Upon confronting our transition from one stage of life to another, we often experience sadness over how much time has passed and regret over the things we were unable to accomplish. These feelings are similar to those associated with death and dying, even if the two situations are entirely different. But why should we feel this way when change is an inevitable part of life?
In his paper entitled “So It Goes,” philosopher David Velleman helps us understand these feelings and offers a way of overcoming them. He argues that though we may not be able to avoid our mortality, we can avoid suffering as a result of it. Doing so requires shedding two illusions: the illusion of the existence of an enduring self (that is, a self that persists through time) and the illusion of the passage of time (that is, that we move through time, like a driver in a car). You may wonder how these two seemingly obvious aspects of life can be illusory. How can the self I was an hour ago be different from the one I am now? And surely an hour has passed since then, since I felt the time go by?
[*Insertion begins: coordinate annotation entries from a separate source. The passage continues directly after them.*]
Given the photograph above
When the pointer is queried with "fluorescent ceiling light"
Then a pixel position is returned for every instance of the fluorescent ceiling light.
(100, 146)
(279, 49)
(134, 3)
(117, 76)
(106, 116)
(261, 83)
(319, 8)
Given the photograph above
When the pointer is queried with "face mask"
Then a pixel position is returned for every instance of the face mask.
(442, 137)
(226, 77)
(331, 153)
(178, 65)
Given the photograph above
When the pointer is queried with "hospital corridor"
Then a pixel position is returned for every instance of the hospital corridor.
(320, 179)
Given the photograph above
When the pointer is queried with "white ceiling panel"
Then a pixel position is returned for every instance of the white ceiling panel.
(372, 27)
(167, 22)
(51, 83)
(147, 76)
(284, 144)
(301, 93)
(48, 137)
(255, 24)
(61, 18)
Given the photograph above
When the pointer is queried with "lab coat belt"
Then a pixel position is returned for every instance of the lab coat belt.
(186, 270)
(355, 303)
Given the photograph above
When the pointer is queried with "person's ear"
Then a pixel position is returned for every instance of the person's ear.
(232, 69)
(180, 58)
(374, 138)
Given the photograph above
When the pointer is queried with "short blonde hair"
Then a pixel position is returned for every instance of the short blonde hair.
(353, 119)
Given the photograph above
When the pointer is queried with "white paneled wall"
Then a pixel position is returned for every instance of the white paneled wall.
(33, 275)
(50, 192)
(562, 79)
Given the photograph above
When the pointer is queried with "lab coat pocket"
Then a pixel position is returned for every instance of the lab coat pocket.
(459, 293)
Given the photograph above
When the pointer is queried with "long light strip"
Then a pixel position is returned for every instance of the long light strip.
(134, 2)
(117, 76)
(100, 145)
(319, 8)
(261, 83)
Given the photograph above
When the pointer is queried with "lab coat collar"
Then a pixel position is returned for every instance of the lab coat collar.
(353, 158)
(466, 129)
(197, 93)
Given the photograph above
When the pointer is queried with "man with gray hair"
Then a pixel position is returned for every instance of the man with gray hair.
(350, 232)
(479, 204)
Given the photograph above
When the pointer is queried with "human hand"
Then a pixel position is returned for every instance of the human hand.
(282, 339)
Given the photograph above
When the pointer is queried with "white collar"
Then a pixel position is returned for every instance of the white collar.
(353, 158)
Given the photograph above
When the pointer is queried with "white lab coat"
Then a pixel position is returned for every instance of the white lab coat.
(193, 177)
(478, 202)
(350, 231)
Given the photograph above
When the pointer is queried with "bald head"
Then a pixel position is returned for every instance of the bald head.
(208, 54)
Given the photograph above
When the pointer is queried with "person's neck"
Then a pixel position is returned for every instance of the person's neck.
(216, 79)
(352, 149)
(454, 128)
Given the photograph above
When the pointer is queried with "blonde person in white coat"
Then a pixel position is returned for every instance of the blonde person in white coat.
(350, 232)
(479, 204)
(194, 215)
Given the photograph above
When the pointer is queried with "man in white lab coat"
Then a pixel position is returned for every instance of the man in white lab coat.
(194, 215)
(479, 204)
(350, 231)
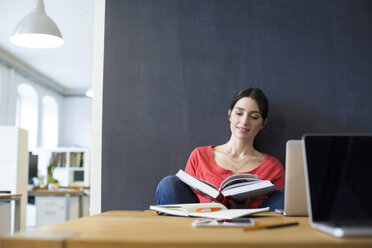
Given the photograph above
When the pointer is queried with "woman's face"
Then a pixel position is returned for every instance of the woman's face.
(245, 119)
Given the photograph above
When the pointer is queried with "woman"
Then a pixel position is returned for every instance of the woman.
(247, 116)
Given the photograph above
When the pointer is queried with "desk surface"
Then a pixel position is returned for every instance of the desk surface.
(59, 191)
(146, 229)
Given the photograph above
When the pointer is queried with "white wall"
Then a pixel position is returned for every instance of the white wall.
(76, 122)
(75, 113)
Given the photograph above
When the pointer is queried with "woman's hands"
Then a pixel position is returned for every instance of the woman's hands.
(246, 203)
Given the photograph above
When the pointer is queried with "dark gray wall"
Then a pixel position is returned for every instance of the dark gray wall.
(171, 68)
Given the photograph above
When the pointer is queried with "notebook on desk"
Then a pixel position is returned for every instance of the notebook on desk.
(338, 171)
(295, 203)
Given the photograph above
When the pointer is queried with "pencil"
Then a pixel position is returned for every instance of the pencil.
(270, 226)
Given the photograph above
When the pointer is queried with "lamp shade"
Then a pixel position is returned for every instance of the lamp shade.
(37, 30)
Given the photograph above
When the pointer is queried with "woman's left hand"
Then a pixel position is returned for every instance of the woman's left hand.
(246, 203)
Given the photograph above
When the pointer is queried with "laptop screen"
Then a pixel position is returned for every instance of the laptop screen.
(339, 170)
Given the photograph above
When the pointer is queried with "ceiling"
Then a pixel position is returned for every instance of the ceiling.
(69, 67)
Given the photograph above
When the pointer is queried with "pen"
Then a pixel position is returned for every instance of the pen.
(206, 210)
(270, 226)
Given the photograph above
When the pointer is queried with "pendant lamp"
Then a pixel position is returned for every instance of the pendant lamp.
(37, 30)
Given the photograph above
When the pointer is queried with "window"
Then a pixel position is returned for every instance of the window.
(27, 112)
(49, 122)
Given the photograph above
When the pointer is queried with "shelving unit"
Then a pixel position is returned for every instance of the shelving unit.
(72, 165)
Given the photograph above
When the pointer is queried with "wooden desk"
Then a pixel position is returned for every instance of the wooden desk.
(146, 229)
(17, 208)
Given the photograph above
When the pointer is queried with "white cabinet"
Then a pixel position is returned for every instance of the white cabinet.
(14, 166)
(5, 217)
(56, 209)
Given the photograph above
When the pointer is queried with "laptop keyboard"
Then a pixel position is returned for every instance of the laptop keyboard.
(353, 223)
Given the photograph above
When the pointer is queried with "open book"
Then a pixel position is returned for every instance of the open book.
(205, 210)
(239, 186)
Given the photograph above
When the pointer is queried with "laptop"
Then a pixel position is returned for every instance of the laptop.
(295, 203)
(338, 172)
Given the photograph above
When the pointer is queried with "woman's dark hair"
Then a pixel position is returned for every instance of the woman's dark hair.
(257, 95)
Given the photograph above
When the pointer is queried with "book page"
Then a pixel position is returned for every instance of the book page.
(238, 178)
To explain how an enduring self is an illusion, let us return to the image of graduation. As you and your friends receive your diplomas, you all reminisce about the time you first met three years ago. Though your graduating self and your first-year self exist at different points in time, you likely think of them as being one and the same because they both belong to your subjective experience. But Velleman argues that conflating the past self and present self doesn’t make sense because one thing cannot be completely present at two different points in time. Just as your head and feet cannot be in the exact same space at the same time, Velleman believes you cannot be self-identical at different points in time because you acquire more and more temporal parts of yourself as you live.
The illusion of the existence of an enduring self is tied to the illusion of the passage of time. One way to think about time is to view it merely in terms of relations between different events, such as one event occurring earlier or later than another. But this isn’t how we experience time. We feel that time passes, that events unfold in a progression from past to present to future. Relations between different points in time remain the same, and when we experience time passing, we sense that future events draw closer to the present and present events recede into the past. But in reality, the amount of time between events stays the same. Thus, time does not actually move — we simply experience the illusion of time passing by.
The illusion of the existence of an enduring self and the illusion of the passage of time are related because time only seems to pass because we experience it passing by us. Take, for example, the progression from your first year of college to your graduation. If you believe you have an enduring self, then you must accept that your full self exists at every moment from your first year to your graduation. But it seems absurd to suggest that your first-year self is the same self as your graduating self because the latter self has undoubtedly lived more life and had more experiences. It is more accurate, then, to think of those selves as distinct parts of yourself that occupy different points in time but are nonetheless bound together by all belonging to your subjective experience.
If we shed the illusions of an enduring self and the passage of time, says Velleman, we can free ourselves from the suffering that often accompanies the feeling that time is passing by too quickly or too slowly. Thinking of ourselves as plants that grow new parts to fill each moment in time, rather than as unchanging drivers in cars that move through time, can help relieve us from the worry that moments are slipping away. Letting go of the sense that time is constantly running out can aid us in coming to terms with not only our mortality, but also ordinary changes in our lives like graduating from college. The anxiety and pain we may associate with death and change are very much legitimate; indeed, we can’t completely shed the feeling that we are enduring selves passing through time. But we can cope with these feelings by thinking of them as being “of the moment.” That sea of caps and gowns and smiling faces might not seem so intimidating after all.